Added Bochco, sounding like he meant it: "I like everyone being at risk."
Bochco disagreed with two common assumptions about the new deal: One, that he has overextended himself with 10 series, and two, that there will be little room for other companies to enter into development deals with ABC for the next decade.
For one thing, he said, he does not expect to be in charge of 10 successful series all at once. "We're not going to make 10 hits," Bochco said. "I wouldn't say no to it if you could wave a magic wand, but I cannot imagine a situation in which you would roll out of your shop 10 hits."
And, he added, even if the company provided one hit show a year to ABC, there would still be plenty of room for new programming on the schedule. "It doesn't lock up development," he said. "I wouldn't want the burden of being considered the savior of a network," Bochco said. "I'm not; I can't do that, and that's not what they're looking for."
Bochco also turned down the opportunity to become the savior of CBS when he rejected the job as entertainment chief. Until recently, he denied having been offered the job prior to Grant's resignation, refusing to take press phone calls during his negotiations with the network.
"Bud Grant's a lovely man, and he made a potentially very uncomfortable situation very comfortable for me by very elegantly picking up the telephone and saying, 'Gee, I hear you want to be a television executive,' " Bochco said. "And we laughed, and I said I turned it down because I couldn't afford the pay cut."
Bochco said he seriously considered Grant's job, however (which subsequently went to Kim LeMasters, who had been vice president in charge of programming at CBS). "I didn't go back there (to CBS East Coast headquarters) to talk to (CBS Inc. chairman) Mr. (William S.) Paley and (CBS president and chief executive officer) Mr.(Laurence A.) Tisch to get a free trip to New York," he said. "In fact, I paid my own way.
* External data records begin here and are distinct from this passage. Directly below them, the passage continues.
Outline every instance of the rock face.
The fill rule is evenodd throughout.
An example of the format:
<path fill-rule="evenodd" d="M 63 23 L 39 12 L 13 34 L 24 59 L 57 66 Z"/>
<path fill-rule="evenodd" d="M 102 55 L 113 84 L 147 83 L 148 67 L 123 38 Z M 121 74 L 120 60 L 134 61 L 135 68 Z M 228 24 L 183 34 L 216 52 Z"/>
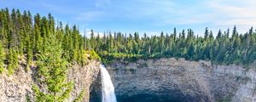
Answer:
<path fill-rule="evenodd" d="M 74 82 L 74 88 L 69 100 L 73 100 L 84 89 L 84 101 L 89 101 L 89 89 L 90 83 L 99 72 L 99 62 L 90 61 L 89 65 L 79 67 L 73 65 L 69 69 L 67 80 Z M 32 67 L 25 72 L 24 67 L 17 69 L 14 75 L 8 76 L 0 75 L 0 101 L 1 102 L 26 102 L 28 98 L 34 100 L 32 86 L 35 83 L 36 68 Z"/>
<path fill-rule="evenodd" d="M 119 102 L 256 102 L 255 69 L 160 59 L 115 62 L 108 72 Z M 97 80 L 92 101 L 100 101 Z"/>

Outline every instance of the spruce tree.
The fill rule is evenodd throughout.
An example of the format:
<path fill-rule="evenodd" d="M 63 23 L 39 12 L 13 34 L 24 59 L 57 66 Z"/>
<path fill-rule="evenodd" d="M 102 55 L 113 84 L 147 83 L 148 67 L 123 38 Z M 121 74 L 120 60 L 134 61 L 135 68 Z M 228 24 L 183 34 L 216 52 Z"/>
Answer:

"I'd shot off my mouth more than a few times over the past half-dozen years, fantasizing about being a network executive--absolutely. I really thought about it at great length, and found it (the interviews) to be a great opportunity to think about what I wanted to do with the next half-dozen years of my life."
And would he have been good at the job? "I think I would have been," Bochco mused. "I think there are parts of the job that I wouldn't have liked, lots of parts. There are parts of this job I don't like. But I think it's potentially a very creative job, and I think those jobs are flexible enough that you design them to your strengths and find people who can do the things you cannot do."